Organ and tissue shortages have driven a need for alternatives to traditional reconstructive and transplantation techniques. Tissue engineering has arisen amidst the promise of producing patient-specific, biocompatible substitutes that could revolutionize plastic and transplantation surgery. Although successful in a few clinical situations, an increase in the number of tissue engineered products is limited, in part, by the formation of a patent blood supply within the tissue. The mass transfer limitations of engineered tissue are well-documented, but little progress has been made in addressing this need.
In this thesis, a systematic approach was used to study angiogenesis. First, a comprehensive method was developed using 6-mum serial sections of tissue, immunostaining for CD31, brightfield microscopy, automated alignment of two-dimensional sections, and volume rendering to produce high-resolution, three-dimensional, quantifiable images of microvascular structure. Comparing measurements from automated and manually aligned MRI and fibrin samples verified quantitation. Automation removes concerns of observer bias or variation and increases the speed of analysis. Data obtained from these automatically aligned images agreed with those obtained using manual analysis, and the results were consistent with data from traditional methods.
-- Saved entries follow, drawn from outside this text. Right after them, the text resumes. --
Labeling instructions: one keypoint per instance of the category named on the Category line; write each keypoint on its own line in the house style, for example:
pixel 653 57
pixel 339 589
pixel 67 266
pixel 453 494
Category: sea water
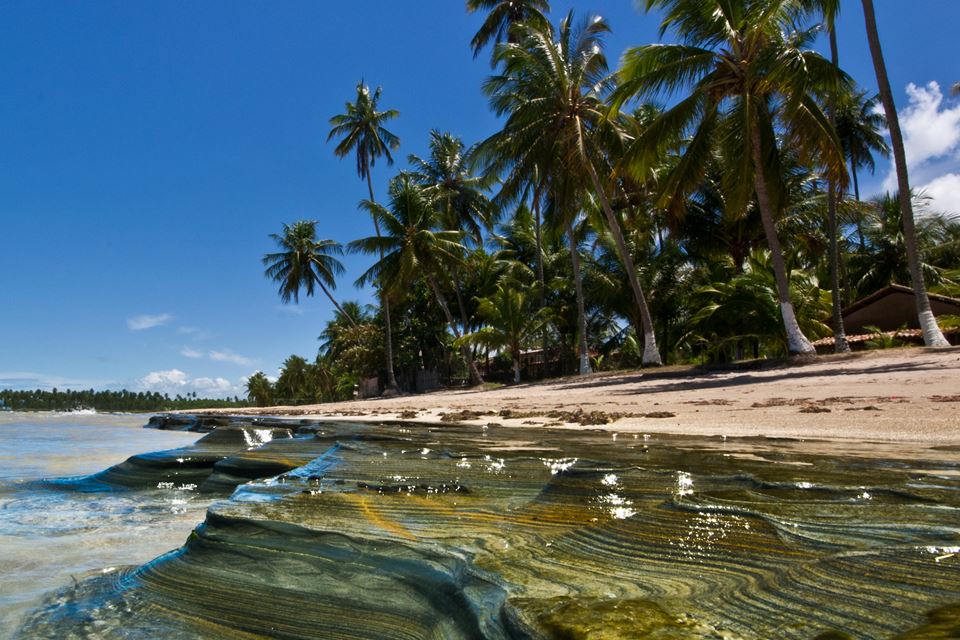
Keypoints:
pixel 50 536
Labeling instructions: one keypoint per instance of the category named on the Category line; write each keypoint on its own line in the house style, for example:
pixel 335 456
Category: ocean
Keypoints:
pixel 52 536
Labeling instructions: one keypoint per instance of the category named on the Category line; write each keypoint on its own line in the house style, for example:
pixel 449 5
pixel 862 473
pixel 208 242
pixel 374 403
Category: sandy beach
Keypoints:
pixel 901 395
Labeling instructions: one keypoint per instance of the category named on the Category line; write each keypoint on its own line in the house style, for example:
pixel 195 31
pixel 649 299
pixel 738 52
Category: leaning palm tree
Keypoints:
pixel 551 92
pixel 363 134
pixel 304 263
pixel 511 322
pixel 461 197
pixel 411 247
pixel 754 83
pixel 932 336
pixel 503 15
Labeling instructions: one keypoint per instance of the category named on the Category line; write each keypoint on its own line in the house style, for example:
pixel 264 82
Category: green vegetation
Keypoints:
pixel 699 202
pixel 71 400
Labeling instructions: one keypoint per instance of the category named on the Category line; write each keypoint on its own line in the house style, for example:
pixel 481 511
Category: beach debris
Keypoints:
pixel 954 398
pixel 463 415
pixel 814 409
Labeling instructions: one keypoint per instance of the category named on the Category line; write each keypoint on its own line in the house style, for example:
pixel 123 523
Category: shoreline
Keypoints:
pixel 907 395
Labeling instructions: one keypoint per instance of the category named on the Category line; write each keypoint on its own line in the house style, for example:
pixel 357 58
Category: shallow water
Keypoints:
pixel 415 531
pixel 50 536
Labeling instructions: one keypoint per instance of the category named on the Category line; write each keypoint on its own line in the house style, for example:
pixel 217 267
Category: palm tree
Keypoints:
pixel 859 128
pixel 460 195
pixel 550 89
pixel 503 15
pixel 304 262
pixel 412 248
pixel 512 321
pixel 364 135
pixel 932 336
pixel 260 390
pixel 882 261
pixel 751 76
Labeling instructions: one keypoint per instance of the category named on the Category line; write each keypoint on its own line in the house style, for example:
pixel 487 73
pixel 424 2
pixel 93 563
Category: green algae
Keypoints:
pixel 452 531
Next, three-dimensional analysis and double immunohistochemical stains were used to show that desmin and smooth muscle alpha actin (SMA) positive cells are present during vessel sprout formation in an in vivo fibrin gel model. Although the level of staining with desmin and SMA was the same, their distribution during angiogenesis was quite different. In addition, mural cell coated vessels were present in the gels at 14 days, but absent at 21 days following loss of the fibrin. These results indicate that the presence of desmin or SMA positive cells surrounding a vessel surface is not conclusive of vessel stability.
The fibrin gel results suggest that growth of both endothelial cells and mural cells are important to normal angiogenic processes. Therefore, we hypothesized that a mutant, cysteine-free version of fibroblast growth factor one (FGF-1cys-) would increase angiogenesis over wild type FGF-1 (wtFGF-1) in an in vivo collagen gel model. FGF-1 cys- increased angiogenesis over wtFGF-1 at 12 days but did not alter the mural cell presence.